First, read The Indian Act. It's a good place to start. You'll see the deep-seated racism shine through the text. If it helps, imagine Kevin Spacey, Sir Ben Kingsley or Keanu Reeves dressed up in pre-confederation garb. 

Close your eyes and imagine them reading it out loud! You'll get a sense of the racist roots of this country.


Part 3: The treaty edition

Arguably the most important treaty ever signed in North America, The Dish With One Spoon Treaty carried three basic tenets: Only take what you need; always leave something in the dish for everybody else, including the dish; and third, you keep the dish clean.
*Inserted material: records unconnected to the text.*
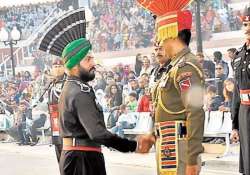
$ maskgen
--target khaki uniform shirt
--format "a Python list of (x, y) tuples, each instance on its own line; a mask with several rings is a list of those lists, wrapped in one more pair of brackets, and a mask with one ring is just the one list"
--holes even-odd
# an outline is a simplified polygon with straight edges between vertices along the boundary
[(170, 71), (162, 76), (153, 93), (155, 122), (187, 122), (187, 164), (195, 165), (203, 152), (203, 72), (188, 48), (178, 53), (170, 64)]

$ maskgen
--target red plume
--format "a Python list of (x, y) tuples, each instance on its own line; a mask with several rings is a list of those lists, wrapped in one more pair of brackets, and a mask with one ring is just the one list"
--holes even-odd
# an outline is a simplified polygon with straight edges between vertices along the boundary
[(187, 7), (192, 0), (137, 0), (145, 9), (157, 16), (168, 12), (179, 11)]

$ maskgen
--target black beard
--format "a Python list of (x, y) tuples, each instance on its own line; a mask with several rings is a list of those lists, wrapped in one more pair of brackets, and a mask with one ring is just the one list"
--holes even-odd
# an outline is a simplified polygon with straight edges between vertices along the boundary
[(84, 82), (89, 82), (95, 79), (95, 68), (91, 68), (89, 71), (79, 66), (79, 77)]

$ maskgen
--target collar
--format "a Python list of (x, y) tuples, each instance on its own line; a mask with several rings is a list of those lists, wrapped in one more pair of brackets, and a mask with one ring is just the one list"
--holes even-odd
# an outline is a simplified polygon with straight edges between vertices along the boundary
[(171, 59), (170, 64), (172, 66), (175, 66), (179, 62), (179, 60), (187, 53), (190, 53), (190, 49), (188, 47), (185, 47)]
[(169, 65), (170, 62), (171, 62), (171, 59), (167, 60), (167, 62), (163, 66), (159, 65), (159, 69), (167, 68), (167, 66)]
[(79, 82), (84, 83), (84, 84), (86, 84), (86, 85), (89, 86), (89, 84), (88, 84), (87, 82), (82, 81), (82, 80), (81, 80), (79, 77), (77, 77), (77, 76), (73, 76), (73, 75), (68, 76), (68, 77), (66, 78), (66, 80), (76, 80), (76, 81), (79, 81)]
That was the treaty between us and nature, and the treaty between us and everybody else. That was Indigenous peoples' vision for our homelands.


Part 4: Why land matters

Canada was built on stolen, appropriated, bought, decommissioned, de-listed, traded, abandoned, sold and gifted Indian land. My obvious contention this week is that through time, Canada has done a good job, purposely or otherwise, at erasing Indigenous people from the land.

The reserve system? Put them on a postage stamp sized area of land, defined by boundaries that are too small.


Part 5: Listen to us

I considered doing a well-researched, fact-filled, hyperlinked, resource-supported finale to the mini-series. I started down that road and got about halfway done the writing.

My goal here was to present a path to decolonization in Canada. I've tried. ... Then it hit me. The facts won't make Canadians change their minds.